Configuration
Hyperparameter YAML syntax
The syntax used in hyperparameters/algo_name.yml for setting
hyperparameters (likewise the syntax to overwrite
hyperparameters
on the cli) may be specialized if the argument is a function. See
examples in the hyperparameters/ directory. For example:
Specify a linear schedule for the learning rate:
learning_rate: lin_0.012486195510232303
Specify a different activation function for the network:
policy_kwargs: "dict(activation_fn=nn.ReLU)"
For a custom policy:
policy: my_package.MyCustomPolicy # for instance stable_baselines3.ppo.MlpPolicy
Env Normalization
In the hyperparameter file, normalize: True means that the training
environment will be wrapped in a
VecNormalize
wrapper.
Normalization
uses the
default parameters of VecNormalize, with the exception of gamma
which is set to match that of the agent. This can be
overridden
using the appropriate hyperparameters/algo_name.yml, e.g.
normalize: "{'norm_obs': True, 'norm_reward': False}"
Env Wrappers
You can specify in the hyperparameter config one or more wrapper to use around the environment:
for one wrapper:
env_wrapper: gym_minigrid.wrappers.FlatObsWrapper
for multiple, specify a list:
env_wrapper:
- rl_zoo3.wrappers.TruncatedOnSuccessWrapper:
reward_offset: 1.0
- sb3_contrib.common.wrappers.TimeFeatureWrapper
Note that you can easily specify parameters too.
By default, the environment is wrapped with a Monitor wrapper to
record episode statistics. You can specify arguments to it using
monitor_kwargs parameter to log additional data. That data must be
present in the info dictionary at the last step of each episode.

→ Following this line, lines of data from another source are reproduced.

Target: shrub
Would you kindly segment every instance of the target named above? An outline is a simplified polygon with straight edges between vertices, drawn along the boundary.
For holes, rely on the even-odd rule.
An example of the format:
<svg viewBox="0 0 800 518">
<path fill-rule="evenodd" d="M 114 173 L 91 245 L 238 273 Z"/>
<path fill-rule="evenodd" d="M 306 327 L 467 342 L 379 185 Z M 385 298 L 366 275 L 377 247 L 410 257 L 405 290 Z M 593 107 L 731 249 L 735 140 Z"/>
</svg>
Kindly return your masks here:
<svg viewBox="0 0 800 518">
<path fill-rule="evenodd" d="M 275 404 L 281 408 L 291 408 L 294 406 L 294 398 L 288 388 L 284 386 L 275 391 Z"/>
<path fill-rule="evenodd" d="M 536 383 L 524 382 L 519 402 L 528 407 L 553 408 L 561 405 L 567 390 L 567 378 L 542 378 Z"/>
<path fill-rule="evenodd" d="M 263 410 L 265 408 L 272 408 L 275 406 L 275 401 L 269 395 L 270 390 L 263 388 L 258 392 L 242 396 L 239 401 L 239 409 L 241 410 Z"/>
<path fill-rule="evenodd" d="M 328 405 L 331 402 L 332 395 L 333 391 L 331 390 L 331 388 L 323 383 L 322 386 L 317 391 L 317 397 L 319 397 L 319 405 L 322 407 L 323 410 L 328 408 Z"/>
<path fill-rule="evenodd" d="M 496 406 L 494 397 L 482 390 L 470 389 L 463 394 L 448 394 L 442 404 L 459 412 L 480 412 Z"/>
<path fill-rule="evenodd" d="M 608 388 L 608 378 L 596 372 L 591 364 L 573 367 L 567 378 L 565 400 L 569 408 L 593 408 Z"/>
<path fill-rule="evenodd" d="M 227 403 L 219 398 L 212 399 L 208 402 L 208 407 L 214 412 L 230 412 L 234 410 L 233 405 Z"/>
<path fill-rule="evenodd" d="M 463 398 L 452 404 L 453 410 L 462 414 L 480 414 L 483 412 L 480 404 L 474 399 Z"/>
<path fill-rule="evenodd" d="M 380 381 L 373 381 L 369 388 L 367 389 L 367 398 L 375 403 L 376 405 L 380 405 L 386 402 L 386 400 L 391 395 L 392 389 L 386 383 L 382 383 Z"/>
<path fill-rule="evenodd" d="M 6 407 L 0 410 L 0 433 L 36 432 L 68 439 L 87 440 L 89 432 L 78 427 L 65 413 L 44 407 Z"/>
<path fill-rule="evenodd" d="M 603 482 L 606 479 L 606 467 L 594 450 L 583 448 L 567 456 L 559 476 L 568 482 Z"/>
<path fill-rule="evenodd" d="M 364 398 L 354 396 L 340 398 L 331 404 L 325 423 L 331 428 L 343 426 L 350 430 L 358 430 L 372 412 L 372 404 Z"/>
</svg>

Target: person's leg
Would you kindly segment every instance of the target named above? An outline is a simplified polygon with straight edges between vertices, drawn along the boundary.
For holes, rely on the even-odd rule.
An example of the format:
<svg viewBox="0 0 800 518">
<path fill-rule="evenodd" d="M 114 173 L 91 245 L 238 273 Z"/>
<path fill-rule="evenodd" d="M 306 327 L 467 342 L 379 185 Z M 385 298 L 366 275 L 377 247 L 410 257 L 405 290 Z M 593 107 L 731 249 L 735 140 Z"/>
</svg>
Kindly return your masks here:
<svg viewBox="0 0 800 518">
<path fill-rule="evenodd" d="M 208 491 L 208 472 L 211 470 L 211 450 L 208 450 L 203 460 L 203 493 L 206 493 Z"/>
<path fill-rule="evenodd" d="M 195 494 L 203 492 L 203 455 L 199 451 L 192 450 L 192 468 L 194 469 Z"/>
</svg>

For instance, for recording success with goal envs
(e.g. FetchReach-v1):
monitor_kwargs: dict(info_keywords=('is_success',))
or recording final x position with Ant-v3:
monitor_kwargs: dict(info_keywords=('x_position',))
Note: for known GoalEnv like FetchReach,
info_keywords=('is_success',) is actually the default.
You can also specify environment keyword arguments with:
env_kwargs:
gravity: 0.0
VecEnvWrapper
You can specify which VecEnvWrapper to use in the config, the same
way as for env wrappers (see above), using the vec_env_wrapper key:
For instance:
vec_env_wrapper: stable_baselines3.common.vec_env.VecMonitor
Note: VecNormalize is supported separately using normalize
keyword, and VecFrameStack has a dedicated keyword frame_stack.
Callbacks
Following the same syntax as env wrappers, you can also add custom callbacks to use during training.
callback:
- rl_zoo3.callbacks.ParallelTrainCallback:
gradient_steps: 256
Default Hyperparameters
You can use a default entry in your hyperparameter YAML file to provide fallback hyperparameters for environments that don’t have specific entries.
This is useful when training on environments for which you don’t have tuned hyperparameters.
The default hyperparameters will be used when:
The environment is not explicitly listed in the config file
The environment is not an Atari game (which uses the
atarientry)
Example:
# Specific hyperparameters for CartPole-v1
CartPole-v1:
n_envs: 8
n_timesteps: !!float 1e5
policy: 'MlpPolicy'
learning_rate: 1e-3
# Fallback hyperparameters for any other environment
default:
n_envs: 4
n_timesteps: !!float 1e6
policy: 'MlpPolicy'
When training on an environment not explicitly listed, the Zoo will print Using 'default' hyperparameters and apply the default settings.